Getting together with the Curvy Girl Crew was becoming harder and harder for me, which I hated. I loved those ladies. We’d been through a lot and were all better people from knowing each other.
I shouldn’t be this upset about the situation. It wasn’t even that time of the month, but here I was, bolting for the train station, wiping tears from my eyes.
I didn’t have to be back at work for another hour. Danger Zone was meeting with an important client off-site, and as long as I got everything completed for the day, he didn’t mind if I took a long lunch.
He also knew I’d stay late to finish anything I needed to.
Today I’d used him as an excuse.
Nothim, but work.
To get away from my friends.
Why?
I took a deep breath—inhaling that part-city, part-sewer smell—and closed my eyes for a second as I waited for a light to change so I could cross the street.
The picture of my friends all happy with their significant others would not leave my mind.
I’d always been the jealous type about guys. When I was in school if my friends had been dating, I’d found a boy to date. If they became serious, I got serious. I didn’t know anyone else who was as much of a follower in this regard as I was.
It was the reason I’d made a vow with myself that I wouldn’t go on a date for a year after Brooke and William got married in two months. If I found a guy I liked, I would constantly be wondering if I was with him because I didn’t want to be different. Because I didn’t want to be alone.
I shook my head and started walking as the light turned. This could not become a problem. The Curvy Girl Crew gals were my friends, and even if I was the last single woman standing, I didn’t need to become desperate.
There were a few projects I’d thought of that I should start. They, along with work, would keep me busy for at least a year.
But first, I had a month and a half to figure out what to do with the Curvy Girl Crew.
We had a meeting scheduled for the next week, and I needed a plan.
If not, we might fall apart, and I wasn’t sure I could handle that.
Chapter 2
-Peter-
I wanted three things over the next two weeks. First, speak to the least amount of people possible; second, avoid a trust fall; and third, get through the company retreat so I could take some time off.
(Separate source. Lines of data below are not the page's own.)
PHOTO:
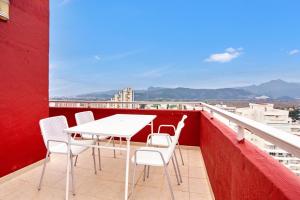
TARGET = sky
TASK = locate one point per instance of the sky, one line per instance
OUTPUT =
(98, 45)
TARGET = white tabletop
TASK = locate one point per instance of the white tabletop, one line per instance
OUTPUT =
(119, 125)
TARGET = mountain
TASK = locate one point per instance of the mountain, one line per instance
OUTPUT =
(158, 93)
(275, 89)
(104, 95)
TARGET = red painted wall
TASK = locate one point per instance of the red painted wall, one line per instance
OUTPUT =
(24, 49)
(189, 135)
(239, 171)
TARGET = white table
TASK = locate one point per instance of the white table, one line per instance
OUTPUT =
(119, 125)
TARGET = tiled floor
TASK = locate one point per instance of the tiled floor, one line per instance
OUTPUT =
(109, 183)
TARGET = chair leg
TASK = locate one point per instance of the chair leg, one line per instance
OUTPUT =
(144, 173)
(99, 157)
(133, 184)
(114, 146)
(76, 160)
(178, 169)
(175, 171)
(72, 175)
(148, 171)
(169, 181)
(180, 153)
(93, 149)
(43, 172)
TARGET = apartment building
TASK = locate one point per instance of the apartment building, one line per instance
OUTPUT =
(123, 96)
(267, 114)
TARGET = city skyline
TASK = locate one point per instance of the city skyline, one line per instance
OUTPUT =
(171, 44)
I’d perfected my morning routine so I could get away with talking to only four people between leaving my apartment and sitting down at my desk.
After that, things got more interesting.
For instance, this morning I’d gone straight to a breakfast meeting with a professional football player who wanted to get into big investing, and for lunch, I’d met with Courtney Harris, who was looking to diversify her personal income.
Those interactions were easy for me. I could usually predict what we would talk about and the questions they would have, and I’d have prepared answers for everything.
The random person on the train who wanted to chat about their cat—there were far too many people in this world who put images of their pets on their tote bags—was an entirely different story. A few grunts from me coupled with icy glares usually got them to leave me alone and look for someone who would provide the required oohs and aahs.
I didn’t do oohs and aahs.
The walk from the nearest train station to work was onlya few minutes and provided me with some much-needed alone time.
Not that anyone was truly alone on a New York street, but no one tried to talk to me, and I would simply walk away from anyone who did.
It was a New Yorker thing, so I didn’t have to feel bad about ignoring people.
I was almost to my building when my phone buzzed. I retrieved it from my pocket, saw the caller ID, and immediately answered. “Auntie.”